Adult elective and non-elective patients who developed AKI during an admission episode in February to April 2016 were identified by electronic AKI alert. 311 AKI events were reviewed by an AKI specialist nurse over this time period. Demographic details and medications including ACE/ARB were documented. All AKI patients admitted on ACE/ARB therapy had retrospective searches of their co-morbidities and indications for ACE/ARB therapy on electronic patient record and pathology database.

Results

311 AKI events were reviewed by the AKI nurse between February - April 2016. 102 /311 (32.8%) of those patients had been prescribed ACE/ARB therapy up until admission.

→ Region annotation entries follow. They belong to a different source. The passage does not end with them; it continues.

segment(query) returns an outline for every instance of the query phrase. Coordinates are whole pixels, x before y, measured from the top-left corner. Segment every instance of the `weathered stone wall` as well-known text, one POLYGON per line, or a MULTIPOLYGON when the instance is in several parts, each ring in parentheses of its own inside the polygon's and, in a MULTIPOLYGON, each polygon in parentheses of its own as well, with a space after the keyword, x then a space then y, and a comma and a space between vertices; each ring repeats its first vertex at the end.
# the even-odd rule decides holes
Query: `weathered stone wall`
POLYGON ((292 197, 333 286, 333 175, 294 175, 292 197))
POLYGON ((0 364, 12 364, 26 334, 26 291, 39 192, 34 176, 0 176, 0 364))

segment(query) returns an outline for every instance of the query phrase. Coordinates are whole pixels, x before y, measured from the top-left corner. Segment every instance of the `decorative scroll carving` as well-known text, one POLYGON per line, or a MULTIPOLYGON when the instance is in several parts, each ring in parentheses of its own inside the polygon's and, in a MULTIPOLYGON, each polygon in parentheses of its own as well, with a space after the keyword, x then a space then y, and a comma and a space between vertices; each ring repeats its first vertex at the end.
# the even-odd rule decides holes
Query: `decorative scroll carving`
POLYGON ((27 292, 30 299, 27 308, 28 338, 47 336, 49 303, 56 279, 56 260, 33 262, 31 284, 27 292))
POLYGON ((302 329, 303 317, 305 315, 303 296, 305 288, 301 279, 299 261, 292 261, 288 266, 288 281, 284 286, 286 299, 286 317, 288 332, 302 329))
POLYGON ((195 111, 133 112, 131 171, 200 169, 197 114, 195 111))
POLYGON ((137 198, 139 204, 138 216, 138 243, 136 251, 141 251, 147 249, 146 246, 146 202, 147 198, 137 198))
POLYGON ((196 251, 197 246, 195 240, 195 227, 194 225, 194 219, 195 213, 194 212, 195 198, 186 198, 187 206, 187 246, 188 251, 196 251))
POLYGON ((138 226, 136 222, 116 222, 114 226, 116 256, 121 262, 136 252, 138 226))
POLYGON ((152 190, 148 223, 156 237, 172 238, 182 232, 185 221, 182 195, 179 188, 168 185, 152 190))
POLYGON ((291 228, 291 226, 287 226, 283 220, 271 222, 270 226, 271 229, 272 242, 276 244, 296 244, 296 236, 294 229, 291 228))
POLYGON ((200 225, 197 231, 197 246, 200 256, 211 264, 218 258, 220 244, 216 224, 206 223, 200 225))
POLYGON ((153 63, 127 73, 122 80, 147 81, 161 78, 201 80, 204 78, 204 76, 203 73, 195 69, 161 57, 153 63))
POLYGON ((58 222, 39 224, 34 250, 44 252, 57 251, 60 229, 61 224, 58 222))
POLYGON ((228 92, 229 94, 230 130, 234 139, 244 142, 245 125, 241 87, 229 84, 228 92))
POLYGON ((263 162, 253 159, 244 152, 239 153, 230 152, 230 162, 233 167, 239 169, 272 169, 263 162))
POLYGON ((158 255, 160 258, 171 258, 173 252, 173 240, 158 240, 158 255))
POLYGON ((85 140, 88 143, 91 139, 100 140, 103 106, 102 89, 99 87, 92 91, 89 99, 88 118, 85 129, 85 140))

Of those 102 patients (M:F, 52:50), the mean age was 81.44 years, median age adjusted Charlson Co-Morbidity score was 6. 65 patients (63.73%) had a prior history of AKI whilst only 38 patients (37.25%) had a diagnosis of type 2 Diabetes, 24 (23.53%) had heart failure diagnosed by echocardiogram, 17 patients (16.67%) had documented proteinuria prior to admisison, 34 (33.33%) had a prior history of ischaemic heart disease. 13 patients (12.75%) had a diagnosis of cancer and 24 (23.53%) had a diagnosis of dementia.

Conclusion

Our data indicates patients on ACE/ARB therapy who develop an AKI during hospital episode are frequently elderly and co-morbid with a high likelihood of previous AKI. They frequently do not have good indications for ACE/ARB therapy with few diabetics, few diagnoses of cardiac failure, ischaemic heart disease and proteinuria.This data should be used to support further studies to identify elderly patient populations in the community prescribed ACE/ARB therapy who may benefit from rationalisation of their medication.